Vrijzinnige verhalenavonden
Guy Bottu over vrijzinnigheid, Tienen, strijdvaardigheid, antiklerikalisme en humanisme
Guy Bottu: Laat we het gemakkelijkheidshalve – voor mij dan, want het is allemaal zo strikt persoonlijk – zo stellen dat ik in eerste instantie vrijdenker ben: op een vrije manier denken over hetgeen ik hier kom doen op deze wereld. In tweede instantie ben ik vrijzinnig op een vrije, zinvolle manier, maar dan in het humanistisch kader: mijn leven uittekenen. Wat het vrij denken betreft; daar situeer ik mijzelf eerder in een filosofische context. Voor wat het vrijzinnige betreft, situeer ik mezelf in een strijdende context. Samen met anderen hebben we vele jaren gestreden om bepaalde rechten te verkrijgen voor een vrijzinnige. Dat is voor mij ook geëvolueerd, want in het begin – dan spreek ik over vijftig jaar geleden – at ik ’s morgens mijn eitjes en spek en kapte daar nog een pastoor tussen.
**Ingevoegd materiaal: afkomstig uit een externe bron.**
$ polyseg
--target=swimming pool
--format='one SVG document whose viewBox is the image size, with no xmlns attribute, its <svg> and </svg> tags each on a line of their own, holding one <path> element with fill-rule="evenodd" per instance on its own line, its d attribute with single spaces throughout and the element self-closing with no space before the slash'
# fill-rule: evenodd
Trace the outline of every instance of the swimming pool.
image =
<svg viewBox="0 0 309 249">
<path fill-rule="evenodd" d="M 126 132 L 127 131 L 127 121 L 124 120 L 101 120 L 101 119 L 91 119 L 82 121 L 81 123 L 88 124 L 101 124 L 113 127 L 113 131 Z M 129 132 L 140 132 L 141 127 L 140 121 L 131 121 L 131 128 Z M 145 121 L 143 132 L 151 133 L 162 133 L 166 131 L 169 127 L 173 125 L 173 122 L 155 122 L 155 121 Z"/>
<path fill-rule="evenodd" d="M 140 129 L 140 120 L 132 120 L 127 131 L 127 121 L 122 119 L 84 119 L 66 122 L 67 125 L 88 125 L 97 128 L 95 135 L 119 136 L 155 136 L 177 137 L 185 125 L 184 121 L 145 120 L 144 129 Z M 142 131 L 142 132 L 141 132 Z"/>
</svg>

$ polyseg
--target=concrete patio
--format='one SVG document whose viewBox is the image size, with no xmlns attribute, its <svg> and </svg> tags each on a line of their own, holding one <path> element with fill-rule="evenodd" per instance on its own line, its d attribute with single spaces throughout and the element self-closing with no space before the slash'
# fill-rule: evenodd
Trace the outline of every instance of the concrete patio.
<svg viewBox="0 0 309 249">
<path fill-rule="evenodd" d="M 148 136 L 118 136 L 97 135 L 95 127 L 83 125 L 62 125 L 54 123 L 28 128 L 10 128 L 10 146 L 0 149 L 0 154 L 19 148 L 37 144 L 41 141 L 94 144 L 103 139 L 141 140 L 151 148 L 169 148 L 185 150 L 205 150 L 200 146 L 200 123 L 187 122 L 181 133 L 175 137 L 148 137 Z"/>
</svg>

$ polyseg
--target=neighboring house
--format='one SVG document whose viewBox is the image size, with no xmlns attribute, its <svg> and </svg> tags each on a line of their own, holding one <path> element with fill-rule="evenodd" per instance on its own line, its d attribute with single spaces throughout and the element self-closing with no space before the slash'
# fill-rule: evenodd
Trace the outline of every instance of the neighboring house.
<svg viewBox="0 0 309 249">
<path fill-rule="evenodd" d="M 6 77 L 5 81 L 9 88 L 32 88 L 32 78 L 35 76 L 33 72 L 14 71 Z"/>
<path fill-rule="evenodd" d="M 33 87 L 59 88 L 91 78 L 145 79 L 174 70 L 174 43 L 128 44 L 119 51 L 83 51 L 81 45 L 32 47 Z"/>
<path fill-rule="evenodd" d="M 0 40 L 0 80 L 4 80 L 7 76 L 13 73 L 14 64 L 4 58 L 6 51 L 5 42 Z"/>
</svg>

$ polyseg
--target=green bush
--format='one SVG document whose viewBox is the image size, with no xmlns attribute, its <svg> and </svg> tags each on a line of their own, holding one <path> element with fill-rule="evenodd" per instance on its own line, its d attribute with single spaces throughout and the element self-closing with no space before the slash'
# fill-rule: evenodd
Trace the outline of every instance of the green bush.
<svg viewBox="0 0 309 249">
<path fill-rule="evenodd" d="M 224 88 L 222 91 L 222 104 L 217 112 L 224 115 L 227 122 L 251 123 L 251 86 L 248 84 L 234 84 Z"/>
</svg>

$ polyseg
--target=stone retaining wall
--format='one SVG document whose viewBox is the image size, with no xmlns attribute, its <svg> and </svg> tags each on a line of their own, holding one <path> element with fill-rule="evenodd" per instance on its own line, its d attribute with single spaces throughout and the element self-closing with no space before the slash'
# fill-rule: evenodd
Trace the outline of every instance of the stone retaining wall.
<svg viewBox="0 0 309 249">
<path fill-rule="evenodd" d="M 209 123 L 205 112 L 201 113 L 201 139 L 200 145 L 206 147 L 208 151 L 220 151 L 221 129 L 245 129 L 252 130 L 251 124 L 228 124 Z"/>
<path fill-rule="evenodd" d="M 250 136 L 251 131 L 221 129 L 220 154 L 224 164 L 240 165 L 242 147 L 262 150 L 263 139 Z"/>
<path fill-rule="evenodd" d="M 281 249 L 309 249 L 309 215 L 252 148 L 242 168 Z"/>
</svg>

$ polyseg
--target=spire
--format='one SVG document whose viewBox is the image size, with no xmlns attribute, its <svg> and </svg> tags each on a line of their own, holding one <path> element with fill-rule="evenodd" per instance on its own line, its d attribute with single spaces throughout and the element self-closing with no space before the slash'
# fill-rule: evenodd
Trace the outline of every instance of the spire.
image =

Die periode is duidelijk voorbij voor mij, voor mij tenminste, omdat het strijdende element eigenlijk meer en meer voorbij is. We hebben veel dingen gerealiseerd doorheen die verschillende jaren. Wanneer ik dan kijk naar de aanwezigen zijn dat altijd dezelfde en lichtjes ouderen. Wanneer ik jongeren bekijk, zoals mijn kleindochter en mijn zoon, zijn die wel lid, maar staan zij niet meer op de barricades – zoals ik dat vroeger gedaan heb –, omdat zij beweren dat het allemaal wel gerealiseerd is.